In all of these instances, the executive was primarily looking out for his company’s interests. Environmental sensitivity could offer a strategic advantage. In California, for example, company research revealed that Californians were “disposed to buying green power.” Some executives planned to promote what they called a “green electron image for Enron” in the state. Environmental responsibility seemed as though it would be a big part of Enron’s business moving forward. But this would not be Enron’s legacy. In California, Enron executives were cast as chief villains when the state faced a chaotic energy crisis in 2000 and 2001. Indeed, some of the company’s energy traders had developed trading strategies that were exploitative and in some cases, out and out illegal. Bigger problems for Enron soon followed.
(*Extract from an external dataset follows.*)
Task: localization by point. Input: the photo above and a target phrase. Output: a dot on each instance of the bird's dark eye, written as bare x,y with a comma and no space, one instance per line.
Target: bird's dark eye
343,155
The California fiasco was the result of a broad internal financialization inside the company that I trace throughout Risk and Ruin. Eventually, this strategy grew wildly out of control alongside widespread accounting fraud. Towards the end of 2001, the company declared bankruptcy and the word “Enron” was well on its way to becoming a quick reference point for corporate wrongdoing.

Still, even if Enron is no longer associated with corporate efforts to fight climate change or sustainable development projects, this largely-forgotten part of Enron’s history helps explain why some corporate leaders are adopting environmentally-progressive stances even as the Trump administration adopts anti-environmental policies while purporting be a friend to business. After all, corporations must look beyond four- or eight-year presidential tenures. Instead, the businesses that support the Paris Agreement are, as Ken Lay did with Enron, making a longer bet on the future.